An allopathic doctor testified decedent died from heart failure caused by toxemia, i. e. poison coming into the blood from the goiter.

The allopathic doctor disclaimed knowledge of the school of chiropractors. He was not permitted to give an opinion as to the effect of manipulations or adjustments of the spine. No offer of *576 proof was made. We assume, though perhaps unjustifiably, that the opinion would have been hostile to the chiropractic theory.

When a doctor accepts professional employment he is only required to exercise such reasonable care and skill as is usually exercised by doctors in good standing of the same school of practice. Martin v. Courtney, 75 Minn. 255, 261, 77 N. W. 813; Moehlenbrock v. Parke, Davis & Co. 145 Minn. 100, 176 N. W. 169; Clark v. George, 148 Minn. 52, 180 N. W. 1011; Berkholz v. Benepe, 153 Minn. 335, 190 N. W. 800.

When a patient selects one of the several recognized schools of treatment, he thereby adopts and accepts the kind of treatment common to that school; and the care, skill and diligence with which he is treated, when that becomes a question in the courts of this state, must be tested by the evidence of those who are trained and skilled in that particular school of treatment.

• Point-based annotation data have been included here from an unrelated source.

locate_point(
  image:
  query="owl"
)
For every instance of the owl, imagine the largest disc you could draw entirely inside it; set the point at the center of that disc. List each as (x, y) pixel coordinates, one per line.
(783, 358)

In actions of this character the plaintitff must show that the result concerning which complaint is made was due to negligence or unskilful treatment. In this case no negligence is shown. The fact that the patient died soon after the adjustment is not significant. Negligence is not presumed from results. Appellant stresses the failure to diagnose, to recognize the presence of diseases by their symptoms; but the school of the chiropractor seems to limit its field of operation to the spine and to making the abnormal normal. It would seem that such could seldom have harmful consequences. Those engaged in chiropractic treatments must of course have regard to the presence of such ailments as might be aggravated by adjustments of the spine — -if such adjustments do in fact aggravate apy ailments.

Plaintiff sought a new trial upon the ground of newly discovered evidence, which is directed to the duty of a chiropractor to make a general examination of his patient before giving a treatment. This was something essentially important in preparing for trial, and no showing is made indicating diligence before the trial. Counsel cannot ignore such an essential ingredient of his proof and after defeat show that he can now produce that which was necessary at the trial but which he then made no effort to produce. The *577 record does not really show any newly discovered evidence; it merely tends to show that if plaintiff was granted a new trial he might possibly produce witnesses to prove things which he failed to prove in the trial. This was discoverable before trial and hence cannot justify granting a new trial. 5 Dunnell, Minn. Dig. (2 ed.) § 7128. Indeed such evidence was apparently not produced because counsel expected to prove this issue by an allopathic doctor, which was not permissible. The motion was also addressed to the discretion of the trial court.

Affirmed.

Free access — add to your briefcase to read the full text and ask questions with AI

Related

Lemieux v. Bishop
209 N.W.2d 379 (Supreme Court of Minnesota, 1973)
Ericksen v. Wilson
123 N.W.2d 687 (Supreme Court of Minnesota, 1963)
Porter v. Puryear
262 S.W.2d 933 (Texas Supreme Court, 1953)
Bryant v. Biggs
49 N.W.2d 63 (Michigan Supreme Court, 1951)
Poor Sisters of St. Francis v. Long
230 S.W.2d 659 (Tennessee Supreme Court, 1950)
Chesneyso v. People
212 P.2d 1011 (Supreme Court of Colorado, 1949)
Treptau v. Behrens Spa, Inc.
20 N.W.2d 108 (Wisconsin Supreme Court, 1945)
Johnson v. Colp
300 N.W. 791 (Supreme Court of Minnesota, 1941)
Cassidy v. McLaughlin
285 N.W. 889 (Supreme Court of Minnesota, 1939)
Willett v. Rowekamp
16 N.E.2d 457 (Ohio Supreme Court, 1938)
Collings v. Northwestern Hospital
277 N.W. 910 (Supreme Court of Minnesota, 1938)
Nelson v. Nicollet Clinic
276 N.W. 801 (Supreme Court of Minnesota, 1937)
Walkenhorst v. Kesler
67 P.2d 654 (Utah Supreme Court, 1937)
Hardy v. . Dahl
187 S.E. 788 (Supreme Court of North Carolina, 1936)
Yates v. Gamble
268 N.W. 670 (Supreme Court of Minnesota, 1936)
Johnson v. Arndt
243 N.W. 67 (Supreme Court of Minnesota, 1932)
Bush v. Cress
233 N.W. 317 (Supreme Court of Minnesota, 1930)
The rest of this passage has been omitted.